Early Warning System for Heatwaves

Early Warning System for Heatwaves


  • Total duration of heatwaves has increased by about three days during the last 30 years and a further increase of 12-18 days is expected by 2060.
  • In future climate, heatwaves will be spread to new areas including southern parts of India. Climate change is causing heatwaves more frequently, and they are much stronger and can last for more days.


  • A heatwave is a stretch of unseasonably high temperatures that normally lasts three days or longer.
  • Heatwaves typically occur in India between March and June. Every season, two to three heatwave incidents are typical.
  • Due to favourable meteorological conditions, heatwaves are primarily witnessed over two regions: central and northwest India and the coasts of Andhra Pradesh and Odisha.

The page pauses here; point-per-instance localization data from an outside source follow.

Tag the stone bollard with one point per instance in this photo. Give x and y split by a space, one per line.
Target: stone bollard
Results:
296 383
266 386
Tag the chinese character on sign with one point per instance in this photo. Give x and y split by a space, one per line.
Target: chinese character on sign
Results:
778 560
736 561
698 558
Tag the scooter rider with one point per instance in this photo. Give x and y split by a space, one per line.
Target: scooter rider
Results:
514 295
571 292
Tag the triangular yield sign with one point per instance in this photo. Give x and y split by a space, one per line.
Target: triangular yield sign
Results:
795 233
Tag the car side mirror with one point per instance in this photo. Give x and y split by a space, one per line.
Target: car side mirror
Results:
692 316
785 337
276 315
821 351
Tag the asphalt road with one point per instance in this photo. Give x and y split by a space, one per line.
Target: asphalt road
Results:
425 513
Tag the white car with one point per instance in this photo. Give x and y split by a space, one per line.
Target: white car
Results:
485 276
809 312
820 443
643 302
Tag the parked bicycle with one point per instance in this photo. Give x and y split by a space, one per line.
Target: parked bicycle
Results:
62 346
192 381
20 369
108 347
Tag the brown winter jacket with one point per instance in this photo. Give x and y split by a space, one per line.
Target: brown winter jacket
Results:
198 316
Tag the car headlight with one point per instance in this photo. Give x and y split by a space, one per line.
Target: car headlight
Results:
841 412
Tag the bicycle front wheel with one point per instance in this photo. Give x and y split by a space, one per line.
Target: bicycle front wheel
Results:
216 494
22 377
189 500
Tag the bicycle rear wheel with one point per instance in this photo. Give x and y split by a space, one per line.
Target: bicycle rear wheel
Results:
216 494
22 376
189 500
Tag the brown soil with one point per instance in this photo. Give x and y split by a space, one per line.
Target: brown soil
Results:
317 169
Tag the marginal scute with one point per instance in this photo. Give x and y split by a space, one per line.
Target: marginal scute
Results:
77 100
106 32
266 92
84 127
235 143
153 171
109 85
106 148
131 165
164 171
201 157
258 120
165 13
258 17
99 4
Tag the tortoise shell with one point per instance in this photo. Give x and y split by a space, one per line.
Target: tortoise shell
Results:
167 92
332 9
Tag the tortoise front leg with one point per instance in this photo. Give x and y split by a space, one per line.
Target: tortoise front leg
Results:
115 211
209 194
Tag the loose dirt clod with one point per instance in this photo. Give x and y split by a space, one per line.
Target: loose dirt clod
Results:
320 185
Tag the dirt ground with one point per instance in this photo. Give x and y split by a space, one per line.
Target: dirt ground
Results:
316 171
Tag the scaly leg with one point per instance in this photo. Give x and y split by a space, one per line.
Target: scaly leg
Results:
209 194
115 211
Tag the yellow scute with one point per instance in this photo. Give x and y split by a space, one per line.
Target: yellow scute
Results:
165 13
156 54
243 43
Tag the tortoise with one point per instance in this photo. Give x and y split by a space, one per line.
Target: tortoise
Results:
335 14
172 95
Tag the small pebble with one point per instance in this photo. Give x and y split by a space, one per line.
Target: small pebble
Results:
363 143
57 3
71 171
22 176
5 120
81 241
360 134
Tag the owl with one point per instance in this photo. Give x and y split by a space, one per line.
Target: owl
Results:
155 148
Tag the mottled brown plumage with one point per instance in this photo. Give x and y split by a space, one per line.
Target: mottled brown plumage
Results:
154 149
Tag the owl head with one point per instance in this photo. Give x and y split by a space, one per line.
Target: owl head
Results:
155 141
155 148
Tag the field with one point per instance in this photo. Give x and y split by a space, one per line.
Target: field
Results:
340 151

  • Heat waves have numerous, interconnected effects on the economy, environment, agriculture, energy, and water.
  • Devastating effects were caused by the recent March–April 2022 heatwave in Pakistan and India.
  • At least 90 deaths are thought to have resulted from it in Pakistan and India. In northern Pakistan, it also caused a severe Glacial Lake Outburst Flood.
Early Warning System in India:
  • The India Meteorological Department (IMD), the National and State disaster management authorities, and municipal entities are all part of the country’s robust national framework for heat response plans.
  • The core of this heat action plan is the early warning system.
  • The Ministry of Earth Sciences (MoES) had set up an advanced forecasting system for early warnings of heatwaves as part of the National Monsoon Mission.
  • IMD has the capacity to reasonably accurately forecast the genesis, length, and intensity of heatwave events up to four or five days in advance.